Add csrf note

docs/tutorial/1-serialization.md

@@ -159,9 +159,10 @@ Edit the `blog/views.py` file, and add the following.
 
     from blog.models import Comment
     from blog.serializers import CommentSerializer
+    from django.http import HttpResponse
+    from django.views.decorators.csrf import csrf_exempt
     from rest_framework.renderers import JSONRenderer
     from rest_framework.parsers import JSONParser
-    from django.http import HttpResponse
 
 
     class JSONResponse(HttpResponse):
@@ -177,6 +178,7 @@ Edit the `blog/views.py` file, and add the following.
 
 The root of our API is going to be a view that supports listing all the existing comments, or creating a new comment.
 
+    @csrf_exempt
     def comment_root(request):
         """
         List all comments, or create a new comment.
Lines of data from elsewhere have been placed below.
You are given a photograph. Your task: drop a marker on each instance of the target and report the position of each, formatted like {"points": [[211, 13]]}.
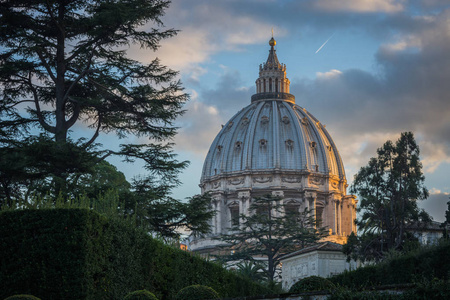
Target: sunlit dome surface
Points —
{"points": [[273, 134]]}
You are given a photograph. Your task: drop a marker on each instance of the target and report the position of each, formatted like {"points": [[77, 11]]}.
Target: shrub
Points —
{"points": [[77, 254], [312, 283], [197, 292], [140, 295], [22, 297]]}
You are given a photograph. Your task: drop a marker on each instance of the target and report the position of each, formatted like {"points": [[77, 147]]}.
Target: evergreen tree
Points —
{"points": [[63, 63], [269, 231], [389, 188], [446, 223]]}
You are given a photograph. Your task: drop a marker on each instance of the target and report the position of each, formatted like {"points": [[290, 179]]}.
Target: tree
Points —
{"points": [[63, 63], [271, 230], [446, 223], [165, 216], [252, 271], [389, 188]]}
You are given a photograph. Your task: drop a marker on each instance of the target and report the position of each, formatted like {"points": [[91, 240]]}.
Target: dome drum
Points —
{"points": [[273, 146]]}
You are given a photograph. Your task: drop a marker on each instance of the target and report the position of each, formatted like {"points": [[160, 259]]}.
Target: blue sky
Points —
{"points": [[385, 69]]}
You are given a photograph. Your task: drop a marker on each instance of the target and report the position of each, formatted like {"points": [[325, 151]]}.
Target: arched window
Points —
{"points": [[234, 213]]}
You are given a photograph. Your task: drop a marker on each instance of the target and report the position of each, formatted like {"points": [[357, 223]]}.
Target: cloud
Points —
{"points": [[410, 92], [436, 204], [361, 6], [198, 127], [330, 74]]}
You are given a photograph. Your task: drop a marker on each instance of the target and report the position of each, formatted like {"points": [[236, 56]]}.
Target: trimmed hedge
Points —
{"points": [[312, 283], [140, 295], [78, 254], [197, 292], [22, 297], [432, 262]]}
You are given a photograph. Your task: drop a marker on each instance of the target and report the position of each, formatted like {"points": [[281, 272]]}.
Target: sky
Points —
{"points": [[368, 69]]}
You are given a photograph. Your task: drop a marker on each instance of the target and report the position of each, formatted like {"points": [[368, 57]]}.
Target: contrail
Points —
{"points": [[324, 44]]}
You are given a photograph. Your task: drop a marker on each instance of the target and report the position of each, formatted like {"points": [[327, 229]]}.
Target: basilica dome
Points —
{"points": [[272, 134], [273, 146]]}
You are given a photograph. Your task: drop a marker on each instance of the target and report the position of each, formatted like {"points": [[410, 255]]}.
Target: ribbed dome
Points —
{"points": [[273, 135], [275, 147]]}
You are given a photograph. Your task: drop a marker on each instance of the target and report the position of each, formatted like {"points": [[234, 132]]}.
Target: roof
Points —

@@ -196,8 +198,11 @@ The root of our API is going to be a view that supports listing all the existing
             else:
                 return JSONResponse(serializer.errors, status=400)
 
+Note that because we want to be able to POST to this view from clients that won't have a CSRF token we need to mark the view as `csrf_exempt`.  This isn't something that you'd normally want to do, and REST framework views actually use more sensible behavior than this, but it'll do for our purposes right now. 
+
 We'll also need a view which corrosponds to an individual comment, and can be used to retrieve, update or delete the comment.
 
+    @csrf_exempt
     def comment_instance(request, pk):
         """
         Retrieve, update or delete a comment instance.